A Study Exploring the Use of Challenge Agents in Healthy Volunteers or Participants With a Disease of Interest
Status and phase
Completed
Early Phase 1
Conditions
Healthy
Treatments
Radiation: UVB Challenge
Study type
Interventional
Funder types
Industry
Identifiers
Details and patient eligibility
About
The purpose of this study is to characterize the biological response in vivo to challenge agents (vaccines, antigen, drug, or mechanical challenges); to assess the safety and tolerability of the challenge agent and to characterize the immune response in skin elicited in vivo in healthy volunteers using an ultraviolet B (UVB) challenge.
Enrollment
24 patients
Sex
All
Ages
18 to 55 years old
Volunteers
Accepts Healthy Volunteers
Inclusion criteria
- A woman of childbearing potential must have a negative highly sensitive serum (beta-human chorionic gonadotropin [beta-HCG]) at screening and a negative urine pregnancy test prior to study intervention administration on Day -4
- Must have Fitzpatrick skin type II or III (10 participants) or type IV or higher (2 participants)

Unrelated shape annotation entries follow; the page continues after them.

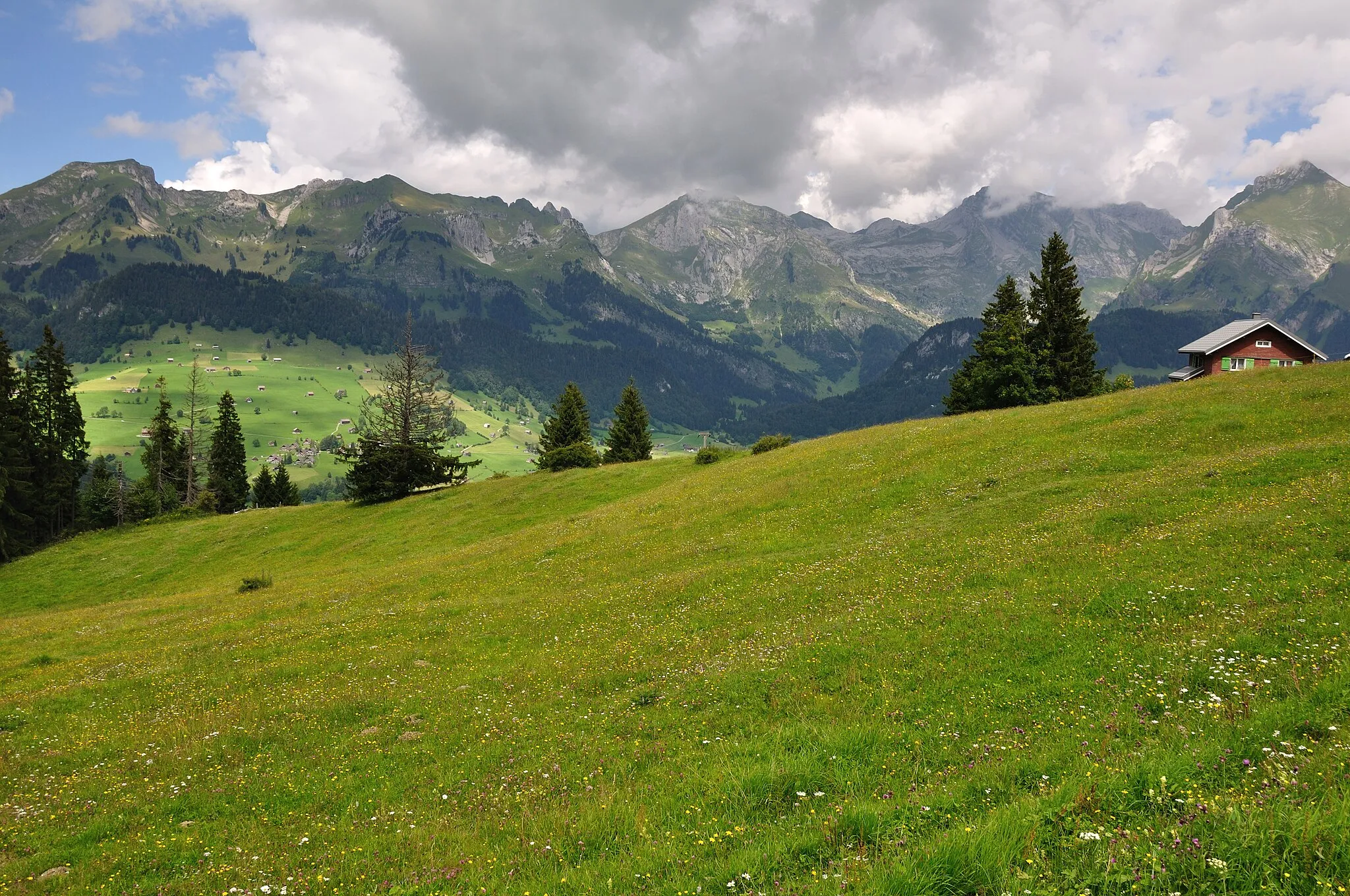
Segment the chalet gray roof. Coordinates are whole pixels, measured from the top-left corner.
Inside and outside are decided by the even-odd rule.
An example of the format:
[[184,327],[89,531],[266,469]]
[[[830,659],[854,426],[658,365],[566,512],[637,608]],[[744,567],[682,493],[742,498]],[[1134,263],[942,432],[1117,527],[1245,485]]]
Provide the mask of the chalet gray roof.
[[1243,320],[1235,320],[1231,324],[1224,324],[1223,327],[1220,327],[1219,329],[1214,331],[1212,333],[1208,333],[1207,336],[1202,336],[1200,339],[1195,340],[1193,343],[1183,345],[1181,348],[1177,349],[1177,352],[1180,352],[1183,355],[1189,355],[1192,352],[1196,352],[1196,354],[1200,354],[1200,355],[1210,355],[1210,354],[1214,354],[1214,352],[1219,351],[1224,345],[1228,345],[1230,343],[1234,343],[1234,341],[1242,339],[1247,333],[1251,333],[1251,332],[1256,332],[1256,331],[1261,329],[1262,327],[1274,327],[1277,331],[1280,331],[1281,333],[1284,333],[1285,336],[1288,336],[1293,341],[1299,343],[1300,345],[1303,345],[1304,348],[1307,348],[1310,352],[1312,352],[1314,355],[1316,355],[1322,360],[1327,359],[1326,355],[1323,355],[1322,352],[1319,352],[1316,348],[1314,348],[1312,345],[1310,345],[1308,343],[1303,341],[1301,339],[1299,339],[1297,336],[1295,336],[1289,331],[1287,331],[1284,327],[1280,327],[1280,324],[1276,324],[1269,317],[1246,317]]

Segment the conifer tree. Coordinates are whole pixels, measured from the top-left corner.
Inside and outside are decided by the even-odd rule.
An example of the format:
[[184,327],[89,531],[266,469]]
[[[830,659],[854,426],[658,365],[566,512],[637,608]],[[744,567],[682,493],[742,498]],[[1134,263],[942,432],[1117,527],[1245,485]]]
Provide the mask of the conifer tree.
[[1037,401],[1035,364],[1026,344],[1026,302],[1011,277],[999,283],[980,316],[984,327],[973,352],[952,375],[942,399],[948,414],[1015,408]]
[[427,358],[427,348],[413,344],[412,314],[404,344],[381,376],[383,390],[362,405],[363,424],[356,443],[339,452],[340,460],[352,464],[347,497],[360,502],[393,501],[416,488],[466,482],[468,468],[481,461],[441,453],[452,412],[439,397],[443,374]]
[[207,488],[216,495],[219,513],[242,510],[248,501],[246,460],[244,430],[239,425],[235,397],[225,391],[216,403],[216,430],[207,453]]
[[170,412],[173,405],[165,391],[165,381],[161,376],[155,386],[159,389],[159,408],[150,421],[150,437],[140,459],[146,467],[146,479],[150,482],[161,511],[178,507],[182,503],[180,479],[184,471],[184,447],[178,426],[174,425]]
[[89,484],[85,486],[81,507],[85,526],[105,529],[117,525],[119,486],[117,470],[107,457],[94,457],[89,467]]
[[277,501],[277,484],[271,475],[271,464],[265,463],[254,478],[254,506],[275,507],[279,503]]
[[89,441],[84,413],[76,399],[76,376],[66,363],[65,345],[50,327],[42,344],[24,364],[20,383],[28,418],[28,457],[32,470],[32,518],[38,536],[55,538],[76,520],[80,479],[84,476]]
[[543,449],[539,457],[540,470],[599,466],[599,455],[591,443],[586,395],[576,383],[567,383],[554,403],[552,416],[544,421],[539,447]]
[[274,507],[294,507],[300,503],[300,486],[290,480],[285,464],[277,467],[271,478],[271,497],[277,502]]
[[207,403],[207,378],[196,358],[192,359],[192,368],[188,371],[188,393],[184,401],[188,403],[188,425],[182,430],[182,502],[196,506],[200,488],[197,484],[197,453],[201,448],[197,441],[197,417]]
[[1079,269],[1058,233],[1041,248],[1041,273],[1031,274],[1027,310],[1034,321],[1027,344],[1044,399],[1066,401],[1106,391],[1106,371],[1096,366],[1096,337],[1083,308]]
[[31,545],[28,418],[19,401],[19,371],[0,331],[0,563]]
[[633,378],[628,378],[624,394],[620,395],[614,408],[614,424],[609,428],[609,439],[605,440],[605,463],[629,463],[632,460],[652,459],[652,435],[648,432],[651,417],[643,403],[643,395],[637,391]]

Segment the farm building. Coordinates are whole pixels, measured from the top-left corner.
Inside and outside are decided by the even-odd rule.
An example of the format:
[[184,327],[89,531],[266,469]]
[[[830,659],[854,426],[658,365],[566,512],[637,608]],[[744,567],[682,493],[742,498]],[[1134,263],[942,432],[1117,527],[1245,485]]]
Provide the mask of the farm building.
[[1185,355],[1188,363],[1168,374],[1173,382],[1258,367],[1299,367],[1327,359],[1265,314],[1224,324],[1177,352]]

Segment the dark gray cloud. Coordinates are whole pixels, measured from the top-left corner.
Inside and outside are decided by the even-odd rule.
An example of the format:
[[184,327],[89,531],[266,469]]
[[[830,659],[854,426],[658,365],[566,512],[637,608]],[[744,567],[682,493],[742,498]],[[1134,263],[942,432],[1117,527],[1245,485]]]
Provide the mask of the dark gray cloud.
[[[213,15],[256,49],[211,84],[267,140],[204,159],[202,186],[393,171],[591,227],[703,186],[861,225],[983,184],[1195,220],[1299,154],[1350,175],[1339,0],[88,0],[74,20]],[[1291,97],[1314,124],[1249,140]]]

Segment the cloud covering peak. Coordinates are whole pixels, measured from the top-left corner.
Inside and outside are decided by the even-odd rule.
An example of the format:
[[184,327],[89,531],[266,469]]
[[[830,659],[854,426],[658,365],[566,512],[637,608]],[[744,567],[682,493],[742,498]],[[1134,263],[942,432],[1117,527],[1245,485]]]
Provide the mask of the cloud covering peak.
[[1195,221],[1281,162],[1350,174],[1350,20],[1328,0],[86,0],[72,24],[212,16],[254,49],[188,88],[266,139],[188,186],[396,173],[593,228],[705,186],[859,227],[986,184]]

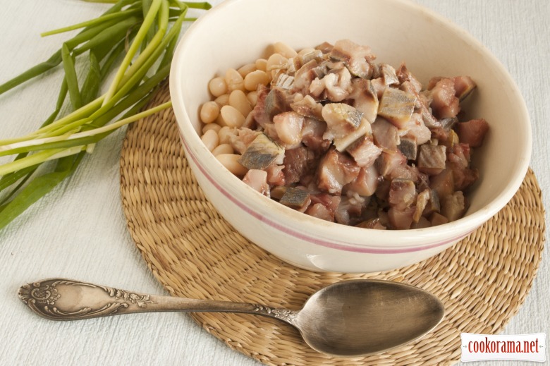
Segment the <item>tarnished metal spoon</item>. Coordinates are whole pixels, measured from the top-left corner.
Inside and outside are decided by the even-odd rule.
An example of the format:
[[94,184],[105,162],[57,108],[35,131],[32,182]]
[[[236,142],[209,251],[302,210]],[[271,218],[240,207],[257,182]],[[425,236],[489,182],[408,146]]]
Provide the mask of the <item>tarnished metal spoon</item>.
[[297,328],[312,348],[339,356],[375,353],[410,342],[432,330],[444,315],[441,302],[424,290],[369,279],[322,288],[300,310],[147,295],[63,279],[24,285],[18,295],[35,312],[54,320],[166,311],[264,315]]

- Otherwise healthy on the basis of physical examination, medical history, and vital signs, and, if required by the applicable Intervention Specific Appendix (ISA), a 12-lead Electrocardiography (ECG) performed at screening. Any abnormalities must be considered not clinically significant or consistent with the underlying illness in the study population and this determination must be recorded
- Otherwise healthy on the basis of clinical laboratory tests performed at screening. If the results of the serum chemistry panel, hematology, or urinalysis are outside the normal reference ranges, the participant may be included only if the investigator judges the abnormalities or deviations from normal to be not clinically significant or to be appropriate and reasonable for the population under study. This determination must be recorded in the participant's source documents and initialed by the investigator
- Must be a non-smoker (not smoked for at least 6 months prior to screening) and has not used nicotine-containing products (example, nicotine patch) for 3 months prior to screening
Exclusion criteria
- Has a history of dysplastic melanocytic nevi or skin cancer
- Known hypersensitivity, intolerance to UV/sunlight exposure, or any condition associated with photosensitivity
- Has Fitzpatrick skin type I, as determined by the investigator. A person with Fitzpatrick skin type I typically has unexposed skin that is bright white with frequent freckling, has blue/green eyes, and is of Northern European/British descent. They typically burn, peel, and don't tan in response to ultraviolet B (UVB)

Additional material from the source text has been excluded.